Pages

Selasa, 22 Maret 2011

Pagi Ideal

Sebuah pagi yang ideal, dalam pikiran saya, adalah sebuah pagi sekitar jam setengah 6 sampai setengah 8 di mana saya duduk di teras rumah menghadap ke jalan desa yang kadang ramai oleh derap kaki kuda penarik dokar, atau teriakan para tukang becak yang saling sapa dengan ibu – ibu pedagang di tengah perjalanan mereka menuju ke pasar. Saya duduk di kursi bambu, atau kursi rotan. Di sebelah kanan saya ada meja kecil yang juga terbuat dari bambu atau rotan. Di atasnya sudah tersedia secangkir minuman –teh, kopi hitam, susu, kopi susu, cappucino, apapun. Lalu di dekat cangkir itu, ada selepek (piring kecil) makanan kecil –roti tawar gandum yang diolesi selai kacang, brownies kukus, bolen, atau bahkan jajanan pasar seperti klepon, lopis, grontol, bubur kacang hijau, bubur ketan hitam, apapun. Tangan kiri saya memegang buku yang berisi kisah inspirasional atau petualangan atau kehidupan remaja sementara tangan kanan saya meraih cangkir berisi minuman hangat itu, lalu menyesapnya perlahan – lahan. Cangkir itu saya letakkan lagi di meja, kemudian mulut saya akan tergoda untuk mencicipi jajan – jajan itu, saya pun mengambilnya dari lepek dan mulai mengunyahnya sampai agak kenyang.
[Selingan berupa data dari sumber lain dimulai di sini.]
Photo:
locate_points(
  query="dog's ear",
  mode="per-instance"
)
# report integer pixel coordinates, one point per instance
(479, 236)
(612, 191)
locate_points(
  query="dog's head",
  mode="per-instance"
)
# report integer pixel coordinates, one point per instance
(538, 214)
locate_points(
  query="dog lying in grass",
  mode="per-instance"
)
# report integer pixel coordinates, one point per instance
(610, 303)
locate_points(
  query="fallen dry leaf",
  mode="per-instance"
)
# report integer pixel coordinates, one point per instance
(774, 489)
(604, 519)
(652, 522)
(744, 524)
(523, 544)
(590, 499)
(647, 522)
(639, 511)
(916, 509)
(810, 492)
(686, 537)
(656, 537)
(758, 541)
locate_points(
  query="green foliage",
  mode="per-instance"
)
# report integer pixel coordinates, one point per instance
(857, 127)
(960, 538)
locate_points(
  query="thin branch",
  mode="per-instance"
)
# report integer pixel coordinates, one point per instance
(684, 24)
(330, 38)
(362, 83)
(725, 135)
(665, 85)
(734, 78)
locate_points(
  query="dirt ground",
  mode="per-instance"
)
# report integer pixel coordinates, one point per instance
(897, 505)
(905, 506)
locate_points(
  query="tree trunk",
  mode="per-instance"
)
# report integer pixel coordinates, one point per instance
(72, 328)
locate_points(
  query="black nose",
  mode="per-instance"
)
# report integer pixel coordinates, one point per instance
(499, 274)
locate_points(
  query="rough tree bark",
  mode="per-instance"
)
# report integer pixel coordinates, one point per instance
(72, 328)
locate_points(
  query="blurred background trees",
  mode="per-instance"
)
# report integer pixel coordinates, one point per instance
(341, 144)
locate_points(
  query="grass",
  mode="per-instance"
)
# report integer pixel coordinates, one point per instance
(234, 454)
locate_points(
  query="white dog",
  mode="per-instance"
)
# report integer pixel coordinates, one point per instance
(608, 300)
Sambil menghirup udara pagi yang segar –bebas debu dan polusi, saya menyesap kopi (atau apapun yang ada dalam cangkir itu) sampai habis, menyadari bahwa ternyata hari hampir beranjak siang, becak dan dokar telah berganti menjadi motor – motor penuh asap yang menyesakkan, lalu masuk kembali ke dalam rumah dengan perasaan nyaman telah melewati sebuah pagi yang ideal.